Have long-short alternative beta (style premium) strategies worked well in practice? In their February 2019 paper entitled “A Decade of Alternative Beta”, Antti Suhonen and Matthias Lennkh use actual performance data to assess alternative beta strategies across asset classes from the end of 2007 through the end of 2017, including quantification of fees and potential survivorship bias in public data. Specifically, they form three equal volatility weighted (risk parity) composite portfolios of strategies at the ends of each year during 2007-2016, 2007-2011 and 2012-2016. Each portfolio includes all the strategies launched during the first year and then adds strategies launched each following year at the end of that year. When a strategy dies (is discontinued by the offeror), they reallocate its weight to surviving strategies within the portfolio. They also create two additional portfolios for each period/subperiod that segregate equities and non-equities. They further evaluate alternative beta strategy diversification benefits by comparing them to conventional asset class portfolios.

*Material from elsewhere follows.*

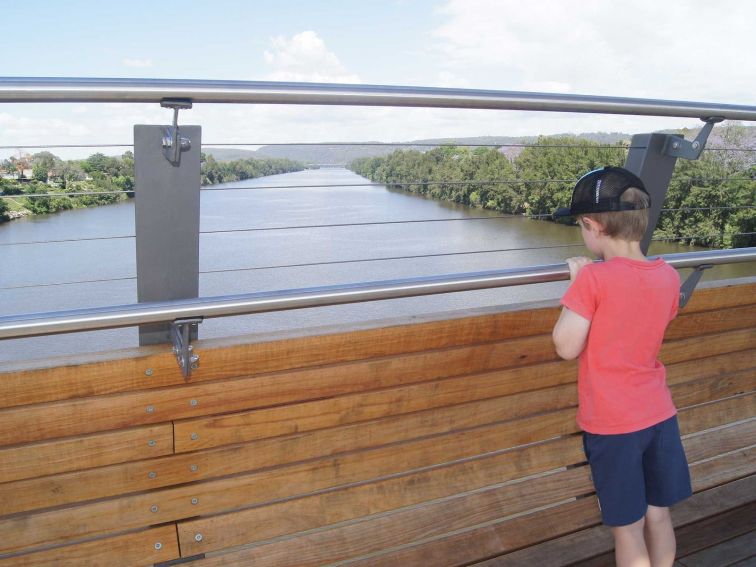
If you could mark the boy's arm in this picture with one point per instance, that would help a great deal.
(570, 334)
(571, 330)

Using weekly post-launch excess returns in U.S. dollars for 349 reasonably unique live and dead alternative beta strategies offered by 17 global investment banks, spanning 14 styles and having at least one year of history during 2008 through 2017, they find that:
- The full-sample composite portfolio generates 0.80% average annual gross excess return, with 0.91% annual volatility and 0.88 gross annual Sharpe ratio (see the chart below). Returns exhibit modestly negative skewness (extended left tail) and modestly high kurtosis (fat tails). About 22% of strategies die during the sample period.

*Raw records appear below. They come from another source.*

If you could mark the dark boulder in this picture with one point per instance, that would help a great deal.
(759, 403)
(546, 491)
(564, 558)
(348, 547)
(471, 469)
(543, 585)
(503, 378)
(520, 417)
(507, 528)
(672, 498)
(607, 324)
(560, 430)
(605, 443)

- The composite subset of equity (non-equity) strategies performs substantially worse than (about the same as) the full sample, with average annual gross excess return 0.62% (0.76%) and Sharpe ratio 0.21 (0.89). The equity subset has notably fat tails (drawdown risk).

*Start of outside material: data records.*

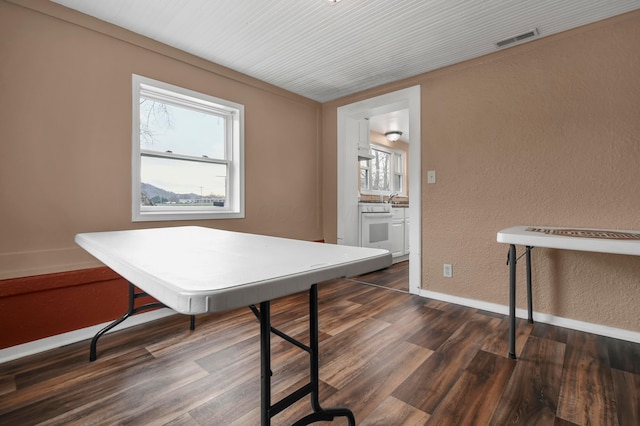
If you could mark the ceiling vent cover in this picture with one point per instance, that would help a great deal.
(518, 38)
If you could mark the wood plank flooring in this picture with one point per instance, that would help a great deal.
(393, 358)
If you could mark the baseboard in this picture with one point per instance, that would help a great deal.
(602, 330)
(41, 345)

- The full-sample, equity and non-equity composite portfolios have maximum drawdowns -29%, -30% and -28%, respectively, all three during May 2011 to January 2013.
- Performances of composite portfolios of recent vintage strategies are stronger than those for the full sample, especially for the equities subset, perhaps due to different mixes of styles.
- After adjusting for exposures to conventional equity and bond benchmarks and accounting for fees not included in reported returns, the full-sample composite alternative beta portfolio has little to offer.
- Investable equity and bond market benchmarks explain about two thirds of gross alternative beta performance.
- Annual fees not included in returns are in the range 0.75% to 1% in early sample years, 0.5%-0.75% by 2012 and 0%-0.5% in the last few years.
- An allocation to alternative beta brings some diversification benefits to a traditional 60%-40% stocks-bonds portfolio, but results are very sensitive to assumed fees.
- Publicly available alternative beta performance data that do not account for dead strategies overstate returns by 7%-14% for multi-asset strategies and up to 37% for equity-only strategies.
- There is no obvious relationship between strategy age and likelihood of death.
- The most complex strategies die at twice the rate of simpler ones, suggesting greater overfitting.
The following table, excerpted from the paper, summarizes average annual gross excess return, annual volatility (standard deviation of annual excess returns), return skewness, return kurtosis, gross annual Sharpe ratio, size of universe (Nr. of strategies) and number of funds that die (Nr. Discontinued) for each of three equal volatility weighted composite alternative beta strategy portfolios during 2008-2017. Equity and non-equity subsets include only strategies focused on stocks (all other strategies). The table shows that:
- Returns are low.
- Volatilities are low.
- Sharpe ratios are good overall and for non-equity, but not for equity-only.
- There is moderate attrition of strategies.
As noted above, accounting for unincluded fees would materially lower performances.
In summary, evidence indicates that live net performance of alternative beta strategies (especially equity-only) during 2008-2017 is not very attractive.
Cautions regarding findings include:
- The 10-year sample period is short for assessment of investment strategies. It could be an unlucky (or a lucky) sample.
- As noted, performance data in the paper are gross, not net.
- Obtaining strong returns from these alternative beta strategies generally requires substantial leverage, which likely costs more than the risk-free rate used to calculate Sharpe ratio.
- As noted in the paper, investors generally cannot hold enough alternative beta strategies to achieve reported results reliably. Small groups of strategies would likely perform better or worse than the full sample. Strategies as tested are generally unavailable to retail investors.